Przez ostatnie cztery lata był Pan prorektorem UwB. Dlaczego postanowił Pan kandydować na rektora?

Prof. Robert Ciborowski: W obecnej kadencji udało nam się wprowadzić stabilność i przewidywalność tego co dzieje się na naszym uniwersytecie. Natomiast jest jeszcze szereg spraw związanych głównie z rozwojem uczelni, którymi trzeba się zająć. Ze względu na moje doświadczenie, na to, że znam dobrze uniwersytet i sposób zarządzania nim, wiem jak to zrobić.

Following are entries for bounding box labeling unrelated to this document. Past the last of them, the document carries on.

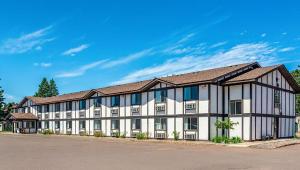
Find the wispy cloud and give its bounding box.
[112,43,276,84]
[33,63,52,68]
[101,48,154,68]
[260,33,267,37]
[0,25,55,54]
[210,41,227,48]
[62,44,89,56]
[279,47,296,52]
[55,60,107,78]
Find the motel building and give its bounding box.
[9,62,300,141]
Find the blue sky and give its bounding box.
[0,0,300,102]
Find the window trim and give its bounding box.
[229,100,243,115]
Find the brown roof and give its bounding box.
[225,65,300,93]
[20,63,258,105]
[10,113,38,120]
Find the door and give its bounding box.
[273,117,279,139]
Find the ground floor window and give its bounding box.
[79,120,85,130]
[94,120,101,130]
[184,117,198,130]
[229,100,242,115]
[55,121,60,129]
[67,121,72,129]
[111,119,120,130]
[131,119,141,130]
[154,118,167,130]
[44,121,49,129]
[37,121,42,129]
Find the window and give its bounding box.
[55,103,60,112]
[274,90,280,109]
[111,96,120,107]
[131,119,141,130]
[154,90,167,103]
[111,119,120,130]
[37,121,42,129]
[183,86,199,101]
[229,100,242,115]
[79,120,85,130]
[44,104,49,113]
[94,97,101,107]
[131,93,142,105]
[66,102,72,111]
[94,120,101,130]
[79,100,86,110]
[67,121,72,129]
[55,121,60,129]
[44,121,49,129]
[155,118,167,130]
[184,117,198,130]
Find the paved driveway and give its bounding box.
[0,134,300,170]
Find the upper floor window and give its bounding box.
[37,105,42,113]
[79,100,86,110]
[66,102,72,111]
[154,90,167,103]
[229,100,242,115]
[131,119,141,130]
[184,117,198,130]
[183,86,199,101]
[274,90,280,108]
[94,97,101,107]
[44,104,49,113]
[131,93,142,105]
[110,96,120,107]
[55,103,60,112]
[154,118,167,130]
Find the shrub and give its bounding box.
[94,131,105,137]
[136,132,148,140]
[79,131,89,136]
[172,130,180,140]
[230,137,242,143]
[42,129,54,135]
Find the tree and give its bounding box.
[34,77,49,97]
[0,79,5,115]
[34,77,59,97]
[291,65,300,114]
[49,79,59,96]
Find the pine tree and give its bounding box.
[34,77,50,97]
[291,66,300,114]
[49,79,59,96]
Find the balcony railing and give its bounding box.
[110,108,119,117]
[131,107,141,116]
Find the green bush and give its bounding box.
[230,137,243,143]
[136,132,148,140]
[42,129,54,135]
[211,136,243,144]
[94,131,105,137]
[172,130,180,140]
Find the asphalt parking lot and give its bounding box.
[0,134,300,170]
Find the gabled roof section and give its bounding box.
[225,65,300,93]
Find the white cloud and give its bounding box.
[210,41,227,48]
[33,63,52,68]
[102,48,153,68]
[55,60,107,78]
[0,25,55,54]
[112,43,276,84]
[279,47,296,52]
[62,44,89,56]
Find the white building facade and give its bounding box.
[15,63,300,141]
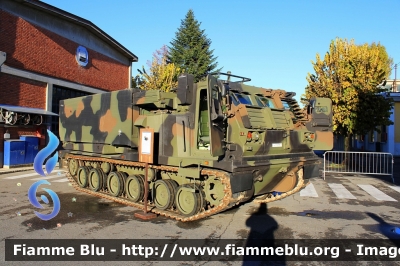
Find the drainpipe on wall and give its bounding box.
[0,51,5,168]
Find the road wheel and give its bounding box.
[107,172,124,197]
[175,184,204,216]
[89,168,105,191]
[154,179,175,210]
[76,166,90,188]
[125,175,145,202]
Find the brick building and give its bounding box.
[0,0,138,167]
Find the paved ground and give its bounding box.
[0,163,400,265]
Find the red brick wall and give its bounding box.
[0,10,129,91]
[0,73,47,109]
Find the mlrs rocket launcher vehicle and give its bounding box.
[59,73,333,221]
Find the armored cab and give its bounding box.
[59,73,333,221]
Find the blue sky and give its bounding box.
[43,0,400,99]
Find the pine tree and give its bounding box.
[168,9,220,82]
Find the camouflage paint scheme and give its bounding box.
[59,74,333,218]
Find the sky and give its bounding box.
[43,0,400,100]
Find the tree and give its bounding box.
[132,45,182,92]
[306,38,393,150]
[168,9,220,82]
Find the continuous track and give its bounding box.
[65,154,304,222]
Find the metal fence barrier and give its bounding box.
[324,151,394,183]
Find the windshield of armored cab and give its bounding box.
[231,93,252,105]
[256,96,275,108]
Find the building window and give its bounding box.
[75,46,89,66]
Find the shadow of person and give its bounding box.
[242,203,286,266]
[367,212,400,247]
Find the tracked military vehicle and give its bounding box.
[59,73,333,221]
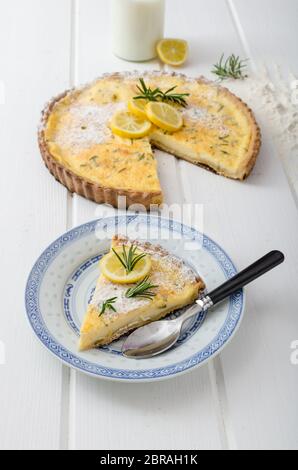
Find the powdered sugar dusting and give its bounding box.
[55,103,125,153]
[183,106,229,137]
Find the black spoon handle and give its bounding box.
[208,250,285,305]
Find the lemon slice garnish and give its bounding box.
[110,111,151,139]
[127,99,148,119]
[99,248,151,284]
[146,101,183,132]
[157,39,188,67]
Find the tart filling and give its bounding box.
[39,72,260,204]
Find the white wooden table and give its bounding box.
[0,0,298,450]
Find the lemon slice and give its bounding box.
[99,248,151,284]
[146,101,183,132]
[111,111,151,139]
[128,99,148,119]
[157,39,188,67]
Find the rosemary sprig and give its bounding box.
[212,54,248,80]
[112,245,146,274]
[134,78,189,107]
[98,297,117,317]
[125,276,158,300]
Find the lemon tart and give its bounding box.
[39,72,261,208]
[79,236,205,350]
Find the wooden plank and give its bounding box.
[228,0,298,201]
[0,0,70,449]
[73,0,221,449]
[173,2,298,449]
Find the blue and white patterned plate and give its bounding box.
[25,215,244,382]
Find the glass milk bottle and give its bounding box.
[112,0,165,61]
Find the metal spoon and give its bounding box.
[122,251,284,359]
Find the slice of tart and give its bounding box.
[79,237,205,350]
[39,72,260,208]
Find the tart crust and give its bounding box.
[38,72,261,210]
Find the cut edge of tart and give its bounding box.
[79,236,205,351]
[38,71,261,209]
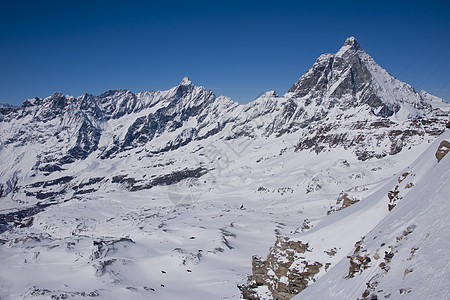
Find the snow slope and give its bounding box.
[294,132,450,299]
[0,38,450,299]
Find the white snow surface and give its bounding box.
[0,39,450,299]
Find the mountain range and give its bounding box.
[0,37,450,299]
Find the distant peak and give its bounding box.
[344,36,361,49]
[180,76,192,85]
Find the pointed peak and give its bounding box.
[180,76,192,85]
[344,36,361,49]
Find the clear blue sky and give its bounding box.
[0,0,450,105]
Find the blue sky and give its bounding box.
[0,0,450,105]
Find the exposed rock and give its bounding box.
[436,140,450,162]
[238,236,324,300]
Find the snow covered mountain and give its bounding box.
[0,37,450,299]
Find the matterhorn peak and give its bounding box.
[180,76,192,85]
[336,36,361,56]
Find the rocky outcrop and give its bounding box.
[238,236,327,300]
[436,140,450,162]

Czy mamy się spodziewać kontynuacji polityki obecnego rektora prof. Etela? Jest Pan jego bliskim współpracownikiem.

W pewnych obszarach na pewno tak. Załatwiliśmy dużo ważnych spraw. Natomiast musimy bardziej patrzeć na rozwój dydaktyki i nauki. Potrzebujemy badań i osiągnięć naukowych na światowym poziomie. Trzeba też dbać o dydaktykę, by studenci chcieli do nas przychodzić, byśmy mogli im oferować bardzo dobre wykształcenie. Ważną sprawą jest też współpraca międzynarodowa. Otwarcie się na świat to jeden z kluczowych priorytetów. Chodzi mi o współpracę ze Wschodem, którą już mamy, jak i z Zachodem.

A jakie są sprawy do załatwienia w pierwszej kolejności?

To budowa biblioteki uniwersyteckim w kampusie i obserwatorium oraz przeniesienie rektoratu. Ważną sprawą jest też dalsze zagospodarowanie kampusu. Są też priorytety naukowe. Mamy dobrą kadrę, możemy szukać nowych formuł studiów, badań, uprawnień.

Chciałby Pan rozbudowywać kampus i przenosić tam kolejne wydziały?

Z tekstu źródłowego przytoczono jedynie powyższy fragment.